To write in riddles when one is not prophesying is too much trouble: what I am affirming is the horror of the characteristic American custom of promiscuous, unsought and unauthorized introductions.

You incautiously meet your friend Smith in the street; if you had been prudent you would have remained indoors. Your helplessness makes you desperate and you plunge into conversation with him, knowing entirely well the disaster that is in cold storage for you.

The expected occurs: another man comes along and is promptly halted by Smith and you are introduced! Now, you have not given to the Smith the right to enlarge your circle of acquaintance and select the addition himself; why did he do this thing? The person whom he has condemned you to shake hands with may be an admirable person, though there is a strong numerical presumption against it; but for all that the Smith knows he may be your bitterest enemy. The Smith has never thought of that. Or you may have evidence (independent of the fact of the introduction) that he is some kind of thief -- there are one thousand and fifty kinds of thieves. But the Smith has never thought of that. In short, the Smith has never thought. In a Smithocracy all men, as aforesaid, being equal, all are equally agreeable to one another.

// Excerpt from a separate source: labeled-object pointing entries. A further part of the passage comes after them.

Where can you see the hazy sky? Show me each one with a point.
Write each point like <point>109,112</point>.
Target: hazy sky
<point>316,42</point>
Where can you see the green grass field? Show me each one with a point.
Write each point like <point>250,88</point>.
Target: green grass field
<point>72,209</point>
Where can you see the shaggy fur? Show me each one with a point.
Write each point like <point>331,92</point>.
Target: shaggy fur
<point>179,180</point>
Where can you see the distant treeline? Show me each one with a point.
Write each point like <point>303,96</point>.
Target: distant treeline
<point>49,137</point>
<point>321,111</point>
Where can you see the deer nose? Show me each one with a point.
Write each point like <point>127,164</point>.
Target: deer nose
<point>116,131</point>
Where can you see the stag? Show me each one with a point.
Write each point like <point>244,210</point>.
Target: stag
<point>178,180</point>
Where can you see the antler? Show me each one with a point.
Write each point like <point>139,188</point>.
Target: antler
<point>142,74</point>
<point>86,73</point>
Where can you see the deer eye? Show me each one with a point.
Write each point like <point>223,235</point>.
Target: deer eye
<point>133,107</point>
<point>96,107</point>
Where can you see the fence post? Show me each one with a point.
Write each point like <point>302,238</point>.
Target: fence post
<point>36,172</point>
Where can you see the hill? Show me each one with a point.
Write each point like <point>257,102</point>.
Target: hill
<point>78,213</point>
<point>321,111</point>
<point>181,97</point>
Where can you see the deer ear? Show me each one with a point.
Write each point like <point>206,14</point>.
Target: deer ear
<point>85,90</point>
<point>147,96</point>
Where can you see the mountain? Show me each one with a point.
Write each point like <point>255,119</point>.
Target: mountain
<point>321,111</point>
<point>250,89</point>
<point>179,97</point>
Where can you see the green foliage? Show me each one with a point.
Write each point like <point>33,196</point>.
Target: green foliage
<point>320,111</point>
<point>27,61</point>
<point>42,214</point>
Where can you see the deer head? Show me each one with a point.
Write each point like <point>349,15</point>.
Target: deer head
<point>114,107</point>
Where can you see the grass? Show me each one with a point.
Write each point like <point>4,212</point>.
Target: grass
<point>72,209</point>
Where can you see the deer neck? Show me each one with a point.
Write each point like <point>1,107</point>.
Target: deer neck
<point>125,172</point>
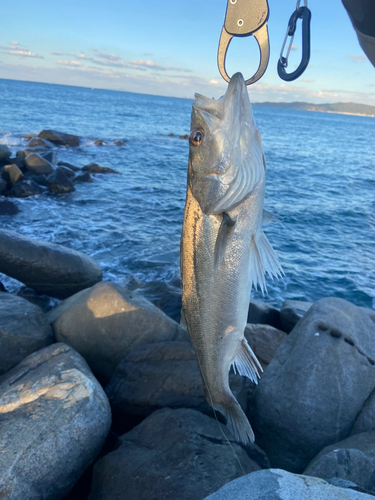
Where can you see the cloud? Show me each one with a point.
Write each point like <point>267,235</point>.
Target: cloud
<point>141,64</point>
<point>73,64</point>
<point>357,57</point>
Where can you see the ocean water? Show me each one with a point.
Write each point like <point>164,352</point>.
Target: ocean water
<point>320,185</point>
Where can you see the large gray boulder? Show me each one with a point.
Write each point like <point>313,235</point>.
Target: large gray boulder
<point>59,138</point>
<point>159,375</point>
<point>291,312</point>
<point>173,454</point>
<point>317,383</point>
<point>105,322</point>
<point>277,484</point>
<point>37,164</point>
<point>352,459</point>
<point>47,267</point>
<point>54,418</point>
<point>264,341</point>
<point>24,329</point>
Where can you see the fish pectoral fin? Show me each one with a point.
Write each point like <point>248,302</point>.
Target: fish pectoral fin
<point>225,230</point>
<point>246,363</point>
<point>263,260</point>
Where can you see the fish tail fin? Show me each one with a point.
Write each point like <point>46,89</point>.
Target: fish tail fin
<point>237,422</point>
<point>246,363</point>
<point>263,260</point>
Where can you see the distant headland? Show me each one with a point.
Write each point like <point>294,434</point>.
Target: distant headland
<point>346,108</point>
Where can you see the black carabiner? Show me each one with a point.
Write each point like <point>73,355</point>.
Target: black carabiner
<point>300,13</point>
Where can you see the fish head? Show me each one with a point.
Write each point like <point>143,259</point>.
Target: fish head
<point>226,158</point>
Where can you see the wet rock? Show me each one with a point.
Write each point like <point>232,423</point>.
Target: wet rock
<point>37,164</point>
<point>39,179</point>
<point>317,383</point>
<point>54,418</point>
<point>105,322</point>
<point>25,188</point>
<point>159,375</point>
<point>261,313</point>
<point>165,296</point>
<point>291,312</point>
<point>3,186</point>
<point>85,177</point>
<point>277,484</point>
<point>264,341</point>
<point>38,141</point>
<point>13,173</point>
<point>94,168</point>
<point>8,208</point>
<point>5,153</point>
<point>50,156</point>
<point>58,182</point>
<point>68,165</point>
<point>352,459</point>
<point>24,329</point>
<point>173,454</point>
<point>59,138</point>
<point>49,268</point>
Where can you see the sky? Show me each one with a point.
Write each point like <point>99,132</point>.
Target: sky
<point>169,47</point>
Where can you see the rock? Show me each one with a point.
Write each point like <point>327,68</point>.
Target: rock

That is a logical extension of the Declaration of American Independence. If it is erroneous, the assumption that a man will be pleasing to me because he is pleasing to another is erroneous too, and to introduce me to one that I have not asked nor consented to know is an invasion of my rights -- a denial and limitation of my liberty to a voice in my own affairs. It is like determining what kind of clothing I shall wear, what books I shall read, or what my dinner shall be.